Sos una hechicera que apuesta a todo o nada y que ofrece conjuro. Una maga muy humana.
–Nos fuimos dando cuenta de que cada tango, dentro de ese vuelo de asociaciones libres con humor, tenía su estructura dramática. Las letras salieron de improvisaciones. Soy muy de grabar lo que me va pasando por la cabeza. Como dice Bachelard, si una imagen no se transforma inmediatamente en otra y luego en otra, no hay un campo imaginario. Fui por ese lado, poniéndoles palabras a las imágenes que afloraban. Por supuesto que reconozco musas, mujeres poetas que me han marcado: Adelia Prado, Olga Orozco, Idea Vilariño, Ivonne Bordelois, algunos surrealistas franceses y por cierto Oliverio Girondo, un genio, para mí, un destapador. Claro que Aguachenta es un espectáculo en clave de mujer, son emociones, experiencias de una mujer actual, que vivió lo suyo, un recorrido de autoconocimiento. Hoy yo soy ésa, Aguachenta me refleja sin ser una fotografía. Habré llegado un poco tarde, pero amo lo que hago, siento que es mi vocación profunda y no lo dejaría por nada, por nadie.
¿Hay alguna forma de humor que prefieras?

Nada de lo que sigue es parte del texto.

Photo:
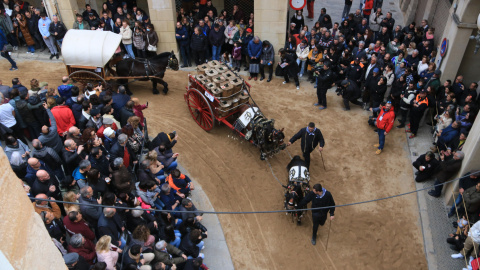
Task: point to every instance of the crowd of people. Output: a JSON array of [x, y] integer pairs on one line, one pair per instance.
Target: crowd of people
[[22, 24], [89, 146]]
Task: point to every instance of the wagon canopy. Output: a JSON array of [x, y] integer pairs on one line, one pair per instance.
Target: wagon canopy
[[89, 48]]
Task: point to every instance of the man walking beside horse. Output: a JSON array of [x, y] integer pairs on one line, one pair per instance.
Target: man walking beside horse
[[310, 138]]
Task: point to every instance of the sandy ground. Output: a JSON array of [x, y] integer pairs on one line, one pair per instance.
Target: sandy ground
[[380, 235]]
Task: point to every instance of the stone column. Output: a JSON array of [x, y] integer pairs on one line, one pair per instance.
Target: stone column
[[26, 243], [66, 8], [470, 162], [271, 22], [163, 17]]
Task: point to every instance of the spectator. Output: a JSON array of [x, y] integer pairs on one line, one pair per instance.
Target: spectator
[[83, 247], [44, 26], [74, 223], [107, 252], [426, 166], [181, 34], [126, 33], [267, 57], [63, 117], [168, 254], [89, 205], [127, 112], [58, 30], [446, 170], [45, 206]]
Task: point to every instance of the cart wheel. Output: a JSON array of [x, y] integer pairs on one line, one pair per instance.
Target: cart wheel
[[200, 109], [86, 76]]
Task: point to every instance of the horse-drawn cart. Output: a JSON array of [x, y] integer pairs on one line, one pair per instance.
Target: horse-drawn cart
[[91, 57], [218, 94]]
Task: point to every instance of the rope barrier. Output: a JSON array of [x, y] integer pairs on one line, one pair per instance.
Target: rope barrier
[[256, 212]]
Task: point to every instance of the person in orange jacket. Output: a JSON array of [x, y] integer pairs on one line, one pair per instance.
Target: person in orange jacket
[[385, 120]]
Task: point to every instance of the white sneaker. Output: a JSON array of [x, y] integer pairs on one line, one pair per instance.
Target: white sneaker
[[457, 256]]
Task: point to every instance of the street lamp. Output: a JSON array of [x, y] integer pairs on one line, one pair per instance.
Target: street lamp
[[477, 38]]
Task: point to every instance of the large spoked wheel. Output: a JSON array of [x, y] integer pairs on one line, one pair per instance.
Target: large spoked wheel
[[200, 109], [85, 76]]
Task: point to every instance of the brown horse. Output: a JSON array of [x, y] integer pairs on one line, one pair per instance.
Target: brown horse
[[152, 69]]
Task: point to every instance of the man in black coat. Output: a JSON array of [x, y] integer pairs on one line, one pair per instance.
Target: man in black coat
[[126, 113], [319, 197], [350, 93], [325, 80], [310, 138], [426, 165], [446, 170]]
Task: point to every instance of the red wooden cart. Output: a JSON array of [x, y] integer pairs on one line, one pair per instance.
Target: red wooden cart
[[214, 99], [205, 107]]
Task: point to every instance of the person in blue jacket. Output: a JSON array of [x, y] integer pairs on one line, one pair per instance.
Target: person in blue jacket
[[181, 34], [254, 51], [4, 53]]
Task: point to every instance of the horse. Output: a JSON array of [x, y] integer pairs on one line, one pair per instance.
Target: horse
[[151, 68], [297, 187], [261, 131]]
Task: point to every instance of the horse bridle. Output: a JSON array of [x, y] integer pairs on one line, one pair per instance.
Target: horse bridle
[[171, 60]]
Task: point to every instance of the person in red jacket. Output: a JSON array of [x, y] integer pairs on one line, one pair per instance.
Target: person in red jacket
[[74, 223], [63, 116], [385, 120], [83, 247]]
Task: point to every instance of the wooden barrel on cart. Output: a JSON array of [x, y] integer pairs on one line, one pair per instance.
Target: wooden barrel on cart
[[243, 98], [218, 80], [201, 69], [225, 106], [221, 69], [213, 63], [211, 73], [237, 84], [227, 89], [216, 91], [229, 75]]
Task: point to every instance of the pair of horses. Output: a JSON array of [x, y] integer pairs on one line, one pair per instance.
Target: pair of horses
[[144, 69]]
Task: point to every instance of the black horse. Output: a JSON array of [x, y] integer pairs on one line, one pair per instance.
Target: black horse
[[151, 68]]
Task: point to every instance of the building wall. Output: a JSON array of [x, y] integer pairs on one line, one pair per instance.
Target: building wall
[[25, 241], [271, 22]]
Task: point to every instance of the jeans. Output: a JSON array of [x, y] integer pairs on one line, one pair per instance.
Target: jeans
[[50, 42], [301, 64], [129, 49], [346, 11], [318, 219], [381, 138], [185, 55], [178, 239], [7, 56], [458, 201], [438, 189], [216, 52], [59, 42]]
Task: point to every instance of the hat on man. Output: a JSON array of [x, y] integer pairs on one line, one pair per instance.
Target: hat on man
[[108, 132], [94, 112], [70, 258], [107, 121]]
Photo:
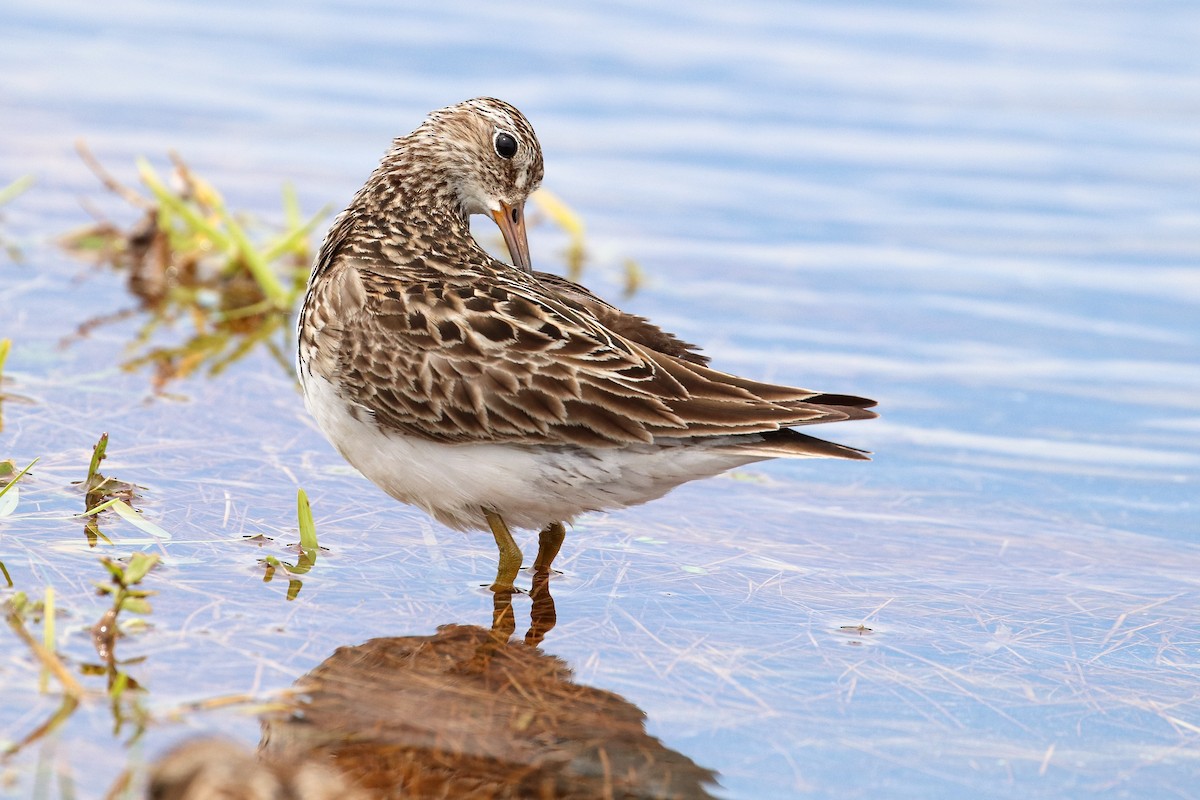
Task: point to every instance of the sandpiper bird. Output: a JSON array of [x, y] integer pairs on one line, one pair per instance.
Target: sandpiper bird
[[490, 395]]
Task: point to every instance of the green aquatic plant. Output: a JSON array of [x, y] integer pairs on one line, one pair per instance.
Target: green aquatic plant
[[231, 281], [102, 493], [309, 549], [575, 256], [192, 263]]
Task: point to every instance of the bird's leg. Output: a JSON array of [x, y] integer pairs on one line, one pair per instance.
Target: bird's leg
[[541, 617], [510, 554], [550, 540]]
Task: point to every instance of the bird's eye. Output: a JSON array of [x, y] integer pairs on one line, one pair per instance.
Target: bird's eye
[[505, 145]]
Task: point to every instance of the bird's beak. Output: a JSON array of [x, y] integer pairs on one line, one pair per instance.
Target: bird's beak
[[511, 221]]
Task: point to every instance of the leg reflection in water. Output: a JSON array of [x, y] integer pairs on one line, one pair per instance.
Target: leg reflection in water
[[469, 713]]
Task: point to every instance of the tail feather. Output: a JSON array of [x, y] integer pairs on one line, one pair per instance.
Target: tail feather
[[786, 443]]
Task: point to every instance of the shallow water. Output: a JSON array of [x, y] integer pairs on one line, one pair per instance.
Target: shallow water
[[983, 216]]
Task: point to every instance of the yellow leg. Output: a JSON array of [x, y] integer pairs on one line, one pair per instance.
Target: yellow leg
[[510, 554], [550, 541]]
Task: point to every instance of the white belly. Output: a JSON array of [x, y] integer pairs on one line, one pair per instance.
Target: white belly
[[529, 486]]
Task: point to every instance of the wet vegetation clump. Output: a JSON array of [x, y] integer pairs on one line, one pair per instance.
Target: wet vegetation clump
[[226, 278]]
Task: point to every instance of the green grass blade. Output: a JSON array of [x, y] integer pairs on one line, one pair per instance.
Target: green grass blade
[[307, 527]]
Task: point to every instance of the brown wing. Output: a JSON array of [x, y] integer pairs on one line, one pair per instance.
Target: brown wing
[[631, 326], [498, 359]]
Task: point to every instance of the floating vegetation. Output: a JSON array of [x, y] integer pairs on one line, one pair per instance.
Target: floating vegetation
[[309, 549], [229, 281], [575, 257], [102, 493], [191, 262]]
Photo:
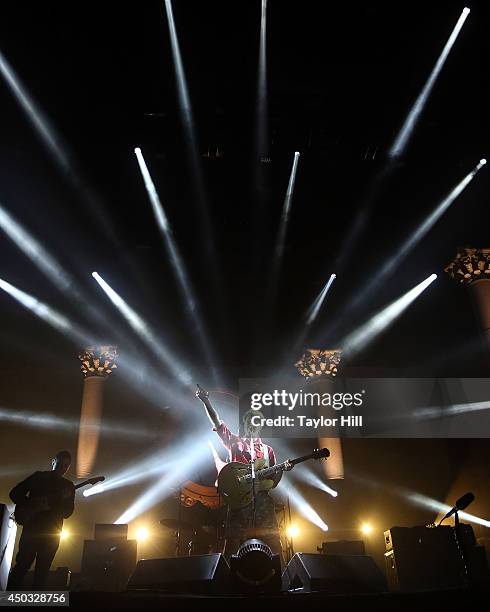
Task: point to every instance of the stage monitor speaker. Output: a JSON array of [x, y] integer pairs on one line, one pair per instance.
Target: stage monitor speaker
[[423, 558], [195, 574], [8, 531], [107, 566], [58, 579], [343, 547], [333, 574], [110, 532]]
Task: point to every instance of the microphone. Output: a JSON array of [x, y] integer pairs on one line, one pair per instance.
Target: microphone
[[463, 502]]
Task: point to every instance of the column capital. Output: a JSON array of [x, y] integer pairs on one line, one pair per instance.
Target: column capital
[[470, 265], [319, 362], [98, 361]]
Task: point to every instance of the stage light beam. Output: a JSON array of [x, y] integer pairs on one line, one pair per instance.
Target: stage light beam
[[304, 508], [394, 261], [286, 210], [376, 325], [262, 96], [366, 529], [191, 455], [408, 126], [49, 315], [192, 307], [142, 534], [144, 331], [65, 534], [307, 475]]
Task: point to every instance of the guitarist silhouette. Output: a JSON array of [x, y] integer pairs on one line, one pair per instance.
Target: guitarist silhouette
[[255, 519], [51, 499]]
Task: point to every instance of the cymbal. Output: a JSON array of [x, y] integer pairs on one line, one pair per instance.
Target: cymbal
[[177, 525]]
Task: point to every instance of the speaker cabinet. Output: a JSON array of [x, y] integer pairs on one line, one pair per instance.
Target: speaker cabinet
[[333, 574], [107, 566], [421, 558], [195, 574]]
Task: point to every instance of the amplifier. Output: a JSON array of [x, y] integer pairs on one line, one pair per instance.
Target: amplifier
[[421, 558], [202, 574], [107, 566], [342, 547], [109, 531], [335, 574]]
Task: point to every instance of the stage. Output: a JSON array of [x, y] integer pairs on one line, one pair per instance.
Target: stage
[[453, 599]]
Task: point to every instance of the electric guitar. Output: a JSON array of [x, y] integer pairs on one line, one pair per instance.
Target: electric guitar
[[27, 510], [235, 478]]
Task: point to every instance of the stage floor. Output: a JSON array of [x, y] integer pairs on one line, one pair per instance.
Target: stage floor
[[152, 600]]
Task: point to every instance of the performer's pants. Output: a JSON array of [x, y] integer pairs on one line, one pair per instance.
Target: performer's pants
[[33, 546], [240, 525]]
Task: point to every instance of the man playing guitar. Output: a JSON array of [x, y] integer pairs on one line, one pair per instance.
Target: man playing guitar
[[253, 520], [51, 499]]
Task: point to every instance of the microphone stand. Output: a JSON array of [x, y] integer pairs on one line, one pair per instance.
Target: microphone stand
[[462, 552], [252, 467]]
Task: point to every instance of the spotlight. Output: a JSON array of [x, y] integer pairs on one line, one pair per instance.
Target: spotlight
[[366, 528], [366, 333], [180, 271], [144, 331], [305, 509], [142, 534], [99, 488], [65, 534], [255, 568], [406, 131]]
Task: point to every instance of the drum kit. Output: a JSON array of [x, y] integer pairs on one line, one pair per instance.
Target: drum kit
[[191, 539]]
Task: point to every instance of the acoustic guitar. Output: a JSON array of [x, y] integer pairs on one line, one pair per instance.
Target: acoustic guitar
[[27, 510], [235, 479]]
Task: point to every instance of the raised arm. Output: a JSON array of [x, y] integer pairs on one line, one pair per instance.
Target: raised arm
[[213, 416]]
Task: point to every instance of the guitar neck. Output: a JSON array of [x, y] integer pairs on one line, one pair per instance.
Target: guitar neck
[[280, 467]]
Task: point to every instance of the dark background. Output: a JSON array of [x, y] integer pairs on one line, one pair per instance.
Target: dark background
[[341, 78]]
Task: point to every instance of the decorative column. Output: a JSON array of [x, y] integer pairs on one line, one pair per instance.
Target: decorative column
[[97, 364], [471, 267], [316, 365]]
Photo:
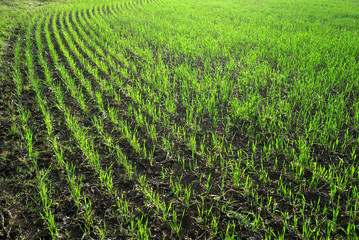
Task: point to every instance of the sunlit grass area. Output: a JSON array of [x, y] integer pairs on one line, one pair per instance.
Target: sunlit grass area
[[169, 119]]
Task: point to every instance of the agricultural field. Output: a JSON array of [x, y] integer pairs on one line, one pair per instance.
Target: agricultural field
[[180, 119]]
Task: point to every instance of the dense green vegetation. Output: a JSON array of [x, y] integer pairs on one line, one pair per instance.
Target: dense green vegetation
[[182, 119]]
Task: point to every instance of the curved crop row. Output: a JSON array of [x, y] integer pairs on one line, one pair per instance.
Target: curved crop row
[[181, 119]]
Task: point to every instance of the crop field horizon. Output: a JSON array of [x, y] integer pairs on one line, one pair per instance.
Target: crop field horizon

–Aunque lo puedo aplicar si hace falta, el humor más negro no es mi favorito. Siento muy propio el humor delirante, el que hace saltar un Chuky en medio del chucu-chucu del tren. O jugar con las palabras: no seas así, sé asá, asame un asadito. O cucú cucú los patitos, cuando todos sabemos que los patitos hacen cuá cuá. Me gusta desestructurar los lugares comunes, poner algo fuera de foco. Eso es lo que me divierte de verdad, donde me siento como pez en el agua. En el show no me siento conductora sino que fluyo, yo también me dejo sorprender. Y me encanta cuando el público queda suspendido. ¿Es de verdad o de mentira lo que está diciendo? ¿Es un juego o es en serio? Te da risa o sonrisa, pero percibís que hay algo más atrás, quizás una verdad.
Aguachenta, en la Sala Colette del Paseo La Plaza, que reabre el viernes próximo a las 22.30. Entradas a $12 (incluida una consumición).